Han also mentioned the company’s plans to introduce new features to Cochl.Sense for use in residential settings (including integration with smart speakers), automobiles, and music analysis. The adaptability of Cochl.Sense allows for a wide range of potential applications, such as transforming a smart speaker into a central control hub for household appliances by recognizing their operational sounds, or assisting individuals with hearing impairments by delivering alerts about important noises, like car horns, to wearable technology like smartwatches.

The sound recognition landscape

Han observes a recent trend over the last few years involving a move beyond speech recognition towards the identification of a broader range of sounds.

Notably, several leading technology firms, including Amazon, Google, and Apple, are integrating sound recognition capabilities that respond to environmental context into their products. As an illustration, Amazon Alexa Guard and Nest Secure can both identify the sound of shattering glass, and the release of iOS 14 introduced sound recognition to facilitate new accessibility options.

Han believes these developments from major technology companies are advantageous for Cochlear.ai, as they indicate growth within the sound recognition technology market. The company intends to collaborate across various sectors, but is presently prioritizing smart consumer devices and the automotive industry, where demand for its software is currently strongest. For instance, Cochlear.ai is collaborating with Daimler AG to integrate its sound recognition technology into vehicles – for example, to provide alerts if a child is accidentally left inside – alongside partnerships with prominent companies in electronics, telecommunications, and consumer goods.

While software capable of recognizing sounds such as gunshots, breaking glass, and other noises for emergency situations has existed for some time, traditional technologies frequently suffered from inaccurate detections or necessitated specialized microphones and hardware, according to Han.

Other organizations focused on advancing sound recognition technology include Audio Analytic, based in Cambridge, England, which specializes in contextually aware sound intelligence, and Sound Intelligence, located in the Netherlands, which creates software for emergency notification and healthcare applications.

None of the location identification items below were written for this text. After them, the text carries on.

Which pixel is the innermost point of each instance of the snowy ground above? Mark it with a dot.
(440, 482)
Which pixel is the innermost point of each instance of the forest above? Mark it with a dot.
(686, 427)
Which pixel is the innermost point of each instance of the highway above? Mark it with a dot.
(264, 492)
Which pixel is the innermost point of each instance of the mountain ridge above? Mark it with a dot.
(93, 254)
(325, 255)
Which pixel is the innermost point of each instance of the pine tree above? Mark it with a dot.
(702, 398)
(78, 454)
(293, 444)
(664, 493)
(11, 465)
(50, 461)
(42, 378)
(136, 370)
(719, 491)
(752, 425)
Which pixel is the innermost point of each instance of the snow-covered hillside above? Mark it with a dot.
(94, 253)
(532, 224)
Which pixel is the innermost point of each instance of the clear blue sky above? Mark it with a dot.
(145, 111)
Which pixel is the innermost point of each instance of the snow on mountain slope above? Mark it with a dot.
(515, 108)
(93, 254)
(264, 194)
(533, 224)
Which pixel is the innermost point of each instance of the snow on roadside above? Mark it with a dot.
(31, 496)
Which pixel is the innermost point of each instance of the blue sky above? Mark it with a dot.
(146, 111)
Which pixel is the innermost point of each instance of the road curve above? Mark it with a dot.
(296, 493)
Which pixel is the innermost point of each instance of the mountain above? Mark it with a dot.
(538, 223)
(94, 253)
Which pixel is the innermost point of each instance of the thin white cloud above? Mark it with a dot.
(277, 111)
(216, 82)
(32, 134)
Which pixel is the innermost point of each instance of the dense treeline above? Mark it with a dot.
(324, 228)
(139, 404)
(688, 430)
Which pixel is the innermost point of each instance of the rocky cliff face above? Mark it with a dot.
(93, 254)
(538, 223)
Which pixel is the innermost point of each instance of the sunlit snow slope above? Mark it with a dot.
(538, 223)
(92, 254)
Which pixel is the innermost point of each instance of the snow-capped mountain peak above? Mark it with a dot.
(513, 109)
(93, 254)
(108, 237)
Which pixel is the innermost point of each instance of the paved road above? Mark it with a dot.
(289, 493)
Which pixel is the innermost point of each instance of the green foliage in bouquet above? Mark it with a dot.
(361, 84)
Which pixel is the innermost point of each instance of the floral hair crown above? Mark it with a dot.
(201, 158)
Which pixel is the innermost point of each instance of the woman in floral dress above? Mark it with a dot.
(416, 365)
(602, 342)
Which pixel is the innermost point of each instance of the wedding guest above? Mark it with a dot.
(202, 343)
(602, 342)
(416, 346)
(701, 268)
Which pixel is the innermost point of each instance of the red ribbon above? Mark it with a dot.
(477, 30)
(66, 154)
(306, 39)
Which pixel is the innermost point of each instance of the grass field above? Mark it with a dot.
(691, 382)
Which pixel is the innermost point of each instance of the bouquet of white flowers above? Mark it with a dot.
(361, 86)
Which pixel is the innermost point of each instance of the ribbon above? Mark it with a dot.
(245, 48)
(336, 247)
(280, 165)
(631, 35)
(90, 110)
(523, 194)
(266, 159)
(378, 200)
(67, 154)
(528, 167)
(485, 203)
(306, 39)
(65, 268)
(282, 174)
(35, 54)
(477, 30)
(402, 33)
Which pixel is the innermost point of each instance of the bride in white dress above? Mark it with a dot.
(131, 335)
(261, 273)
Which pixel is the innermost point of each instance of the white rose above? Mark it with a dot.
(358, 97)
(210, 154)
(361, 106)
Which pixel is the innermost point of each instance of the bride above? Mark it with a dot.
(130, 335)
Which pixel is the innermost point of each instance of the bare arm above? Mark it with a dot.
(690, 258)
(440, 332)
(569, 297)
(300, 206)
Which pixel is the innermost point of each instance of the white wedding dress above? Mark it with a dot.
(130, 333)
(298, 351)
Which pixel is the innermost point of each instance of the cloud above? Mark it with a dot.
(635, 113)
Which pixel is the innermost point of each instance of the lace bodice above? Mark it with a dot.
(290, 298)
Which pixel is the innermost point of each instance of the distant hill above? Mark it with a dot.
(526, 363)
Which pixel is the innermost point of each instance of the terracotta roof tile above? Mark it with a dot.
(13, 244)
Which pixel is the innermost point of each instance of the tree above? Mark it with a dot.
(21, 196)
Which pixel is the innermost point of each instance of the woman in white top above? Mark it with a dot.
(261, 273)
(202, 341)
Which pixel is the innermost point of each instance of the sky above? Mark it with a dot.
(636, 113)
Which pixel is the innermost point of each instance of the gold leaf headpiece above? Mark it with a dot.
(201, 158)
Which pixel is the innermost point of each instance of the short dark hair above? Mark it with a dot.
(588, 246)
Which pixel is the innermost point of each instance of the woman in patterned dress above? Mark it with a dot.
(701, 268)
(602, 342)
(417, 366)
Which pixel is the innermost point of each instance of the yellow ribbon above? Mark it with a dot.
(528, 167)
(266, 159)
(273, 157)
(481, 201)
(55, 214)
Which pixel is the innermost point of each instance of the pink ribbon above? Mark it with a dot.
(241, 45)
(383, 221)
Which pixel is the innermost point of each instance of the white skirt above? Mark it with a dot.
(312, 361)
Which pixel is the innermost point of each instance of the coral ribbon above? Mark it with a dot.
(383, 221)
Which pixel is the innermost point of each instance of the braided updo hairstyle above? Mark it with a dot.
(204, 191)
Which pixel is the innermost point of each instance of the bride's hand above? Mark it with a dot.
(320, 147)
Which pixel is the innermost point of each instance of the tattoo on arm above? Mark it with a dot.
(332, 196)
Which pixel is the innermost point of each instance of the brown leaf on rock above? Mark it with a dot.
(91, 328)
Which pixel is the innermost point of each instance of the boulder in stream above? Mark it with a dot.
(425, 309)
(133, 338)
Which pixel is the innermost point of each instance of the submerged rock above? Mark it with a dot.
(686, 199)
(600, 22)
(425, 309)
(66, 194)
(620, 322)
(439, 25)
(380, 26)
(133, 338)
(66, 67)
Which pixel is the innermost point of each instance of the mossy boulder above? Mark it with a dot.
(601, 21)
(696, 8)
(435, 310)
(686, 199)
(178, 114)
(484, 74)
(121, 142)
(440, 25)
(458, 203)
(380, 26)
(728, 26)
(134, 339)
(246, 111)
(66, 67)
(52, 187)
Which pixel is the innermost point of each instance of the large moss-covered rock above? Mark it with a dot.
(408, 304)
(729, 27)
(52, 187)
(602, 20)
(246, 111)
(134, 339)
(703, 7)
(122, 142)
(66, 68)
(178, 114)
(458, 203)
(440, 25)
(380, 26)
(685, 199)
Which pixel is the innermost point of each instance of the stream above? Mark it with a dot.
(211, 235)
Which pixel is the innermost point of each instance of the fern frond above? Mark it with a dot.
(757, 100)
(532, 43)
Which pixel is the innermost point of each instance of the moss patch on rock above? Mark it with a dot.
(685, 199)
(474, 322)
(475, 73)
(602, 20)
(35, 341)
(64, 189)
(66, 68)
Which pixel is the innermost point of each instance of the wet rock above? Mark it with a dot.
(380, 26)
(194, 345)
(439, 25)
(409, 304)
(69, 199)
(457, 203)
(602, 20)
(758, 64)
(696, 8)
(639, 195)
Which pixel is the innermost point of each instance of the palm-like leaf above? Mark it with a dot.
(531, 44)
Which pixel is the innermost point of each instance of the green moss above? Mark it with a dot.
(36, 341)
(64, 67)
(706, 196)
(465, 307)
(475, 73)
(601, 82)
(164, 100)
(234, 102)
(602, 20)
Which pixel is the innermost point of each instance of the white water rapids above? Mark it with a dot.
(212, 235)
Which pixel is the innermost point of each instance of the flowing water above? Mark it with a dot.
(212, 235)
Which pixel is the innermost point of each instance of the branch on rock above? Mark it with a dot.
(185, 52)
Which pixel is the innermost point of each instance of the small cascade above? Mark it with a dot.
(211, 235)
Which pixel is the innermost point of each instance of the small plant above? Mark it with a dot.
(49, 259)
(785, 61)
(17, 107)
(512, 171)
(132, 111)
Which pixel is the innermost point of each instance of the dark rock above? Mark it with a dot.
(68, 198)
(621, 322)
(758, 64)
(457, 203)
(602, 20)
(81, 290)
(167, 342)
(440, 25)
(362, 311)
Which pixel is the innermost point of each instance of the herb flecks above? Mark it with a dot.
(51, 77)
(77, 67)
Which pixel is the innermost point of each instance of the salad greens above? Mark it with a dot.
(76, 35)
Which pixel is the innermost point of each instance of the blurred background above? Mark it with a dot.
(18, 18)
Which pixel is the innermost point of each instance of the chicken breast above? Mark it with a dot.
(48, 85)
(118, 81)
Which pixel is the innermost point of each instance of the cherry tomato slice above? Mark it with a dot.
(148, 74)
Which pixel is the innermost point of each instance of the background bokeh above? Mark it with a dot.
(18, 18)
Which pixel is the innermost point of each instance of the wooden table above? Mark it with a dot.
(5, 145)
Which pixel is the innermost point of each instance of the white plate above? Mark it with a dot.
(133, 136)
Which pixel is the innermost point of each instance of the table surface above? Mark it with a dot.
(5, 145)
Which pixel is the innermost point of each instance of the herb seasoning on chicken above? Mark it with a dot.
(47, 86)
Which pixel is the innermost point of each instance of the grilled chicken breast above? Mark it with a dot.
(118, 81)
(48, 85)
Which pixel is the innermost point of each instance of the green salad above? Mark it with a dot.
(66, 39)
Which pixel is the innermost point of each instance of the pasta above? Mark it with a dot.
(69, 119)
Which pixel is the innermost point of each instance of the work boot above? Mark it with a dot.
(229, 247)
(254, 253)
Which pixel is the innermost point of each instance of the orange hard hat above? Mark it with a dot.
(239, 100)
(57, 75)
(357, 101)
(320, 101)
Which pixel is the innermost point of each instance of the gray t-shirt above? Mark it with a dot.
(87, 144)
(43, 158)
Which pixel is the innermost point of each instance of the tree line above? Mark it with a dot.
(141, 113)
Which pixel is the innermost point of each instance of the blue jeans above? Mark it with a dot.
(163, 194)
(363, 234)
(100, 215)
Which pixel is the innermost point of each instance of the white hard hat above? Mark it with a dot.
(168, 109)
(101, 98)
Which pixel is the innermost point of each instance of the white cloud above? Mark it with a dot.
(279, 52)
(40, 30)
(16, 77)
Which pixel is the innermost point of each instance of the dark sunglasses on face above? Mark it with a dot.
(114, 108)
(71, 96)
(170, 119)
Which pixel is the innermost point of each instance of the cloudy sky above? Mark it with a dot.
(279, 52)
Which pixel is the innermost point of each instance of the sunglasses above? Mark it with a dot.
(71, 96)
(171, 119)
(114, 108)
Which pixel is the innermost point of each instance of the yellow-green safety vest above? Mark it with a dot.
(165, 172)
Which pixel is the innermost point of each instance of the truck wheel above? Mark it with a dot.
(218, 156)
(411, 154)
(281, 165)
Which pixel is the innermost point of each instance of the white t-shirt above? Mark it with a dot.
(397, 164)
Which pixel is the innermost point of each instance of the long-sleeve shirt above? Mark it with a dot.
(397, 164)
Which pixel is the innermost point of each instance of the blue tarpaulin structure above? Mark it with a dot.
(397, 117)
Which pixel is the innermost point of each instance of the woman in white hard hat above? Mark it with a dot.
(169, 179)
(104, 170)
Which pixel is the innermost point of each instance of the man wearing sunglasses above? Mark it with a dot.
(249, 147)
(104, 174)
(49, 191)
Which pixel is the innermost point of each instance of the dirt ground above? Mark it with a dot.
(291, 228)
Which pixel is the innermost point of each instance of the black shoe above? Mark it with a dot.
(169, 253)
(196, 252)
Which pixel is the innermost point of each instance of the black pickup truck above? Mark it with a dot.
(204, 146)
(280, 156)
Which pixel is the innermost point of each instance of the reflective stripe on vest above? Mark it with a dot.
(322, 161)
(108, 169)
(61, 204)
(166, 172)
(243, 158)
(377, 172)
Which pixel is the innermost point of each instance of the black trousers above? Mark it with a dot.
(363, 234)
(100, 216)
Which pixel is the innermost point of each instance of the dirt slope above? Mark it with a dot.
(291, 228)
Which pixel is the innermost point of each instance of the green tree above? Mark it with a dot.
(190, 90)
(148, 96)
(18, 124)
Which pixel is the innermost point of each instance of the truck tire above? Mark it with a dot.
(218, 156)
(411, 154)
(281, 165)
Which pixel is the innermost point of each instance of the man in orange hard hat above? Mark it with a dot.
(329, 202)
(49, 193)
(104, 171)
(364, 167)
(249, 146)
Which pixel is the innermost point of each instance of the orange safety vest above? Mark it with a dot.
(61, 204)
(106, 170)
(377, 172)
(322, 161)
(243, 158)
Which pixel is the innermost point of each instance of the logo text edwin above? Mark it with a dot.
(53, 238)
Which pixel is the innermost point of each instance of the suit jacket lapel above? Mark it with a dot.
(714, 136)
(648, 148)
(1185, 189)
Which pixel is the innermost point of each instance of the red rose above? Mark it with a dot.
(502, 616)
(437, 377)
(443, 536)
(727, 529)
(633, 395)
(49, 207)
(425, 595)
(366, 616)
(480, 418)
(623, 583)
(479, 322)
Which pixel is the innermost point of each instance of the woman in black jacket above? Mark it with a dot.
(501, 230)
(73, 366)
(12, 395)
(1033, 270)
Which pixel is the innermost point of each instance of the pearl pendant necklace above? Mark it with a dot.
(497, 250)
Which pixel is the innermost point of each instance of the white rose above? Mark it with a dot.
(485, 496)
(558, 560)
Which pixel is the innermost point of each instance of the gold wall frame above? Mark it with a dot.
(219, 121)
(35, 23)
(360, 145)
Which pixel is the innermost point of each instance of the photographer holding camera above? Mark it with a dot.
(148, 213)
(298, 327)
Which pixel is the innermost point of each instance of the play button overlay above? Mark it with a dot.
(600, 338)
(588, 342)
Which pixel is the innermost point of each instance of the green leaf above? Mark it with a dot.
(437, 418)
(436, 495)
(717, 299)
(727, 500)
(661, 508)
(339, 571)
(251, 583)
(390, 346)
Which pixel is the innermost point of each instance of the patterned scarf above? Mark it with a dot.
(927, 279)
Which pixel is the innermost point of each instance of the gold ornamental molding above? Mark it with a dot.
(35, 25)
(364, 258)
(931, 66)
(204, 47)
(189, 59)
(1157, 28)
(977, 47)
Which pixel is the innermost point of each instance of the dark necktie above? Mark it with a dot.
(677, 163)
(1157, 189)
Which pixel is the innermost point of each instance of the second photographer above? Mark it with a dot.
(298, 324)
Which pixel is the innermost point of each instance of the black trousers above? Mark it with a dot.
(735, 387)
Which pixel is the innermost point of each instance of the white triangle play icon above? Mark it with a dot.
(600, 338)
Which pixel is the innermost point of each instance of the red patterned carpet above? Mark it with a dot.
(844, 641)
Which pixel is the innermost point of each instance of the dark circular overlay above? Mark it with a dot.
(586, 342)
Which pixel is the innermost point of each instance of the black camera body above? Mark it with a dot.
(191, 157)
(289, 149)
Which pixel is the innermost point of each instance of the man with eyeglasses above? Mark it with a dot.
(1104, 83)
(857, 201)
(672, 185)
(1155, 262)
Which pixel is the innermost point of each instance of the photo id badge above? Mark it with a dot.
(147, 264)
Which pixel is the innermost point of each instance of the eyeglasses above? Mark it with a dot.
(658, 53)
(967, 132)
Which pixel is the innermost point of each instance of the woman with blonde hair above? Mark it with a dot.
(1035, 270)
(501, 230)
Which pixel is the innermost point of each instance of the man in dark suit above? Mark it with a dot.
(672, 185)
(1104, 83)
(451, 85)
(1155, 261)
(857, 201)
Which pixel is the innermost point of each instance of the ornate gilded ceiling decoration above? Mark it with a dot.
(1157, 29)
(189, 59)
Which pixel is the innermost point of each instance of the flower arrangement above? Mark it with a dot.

Cochlear.ai aims to distinguish itself by developing software compatible with a diverse selection of microphones, including those found in lower-cost smartphones or USB devices, without requiring extensive calibration. Instead, the company leverages deep learning to refine its algorithms and minimize false alarms.

In the initial phases of developing a dataset for a particular sound, the Cochlear.ai team personally records numerous audio examples using older smartphone models and USB microphones, ensuring functionality even with less sophisticated recording equipment.

Additional samples are sourced from publicly available online resources. Once the sound’s preliminary learning model achieves a certain degree of precision, it can independently search for further audio clips of the same type online, significantly accelerating the data training process. Cochlear.ai’s Series A funding will allow it to build audio sample datasets more efficiently, enabling the addition of a wider variety of sounds to its software.

“Our entire founding team consists of researchers in this area, so we are exploring numerous signal processing and machine learning methods – we are experimenting with many different algorithms, as each sound possesses unique characteristics,” Han explained. “We must test a variety of approaches to create a single model capable of identifying a comprehensive range of sounds.”

Edit: This story has been updated with the correct spelling of Audio Analytic.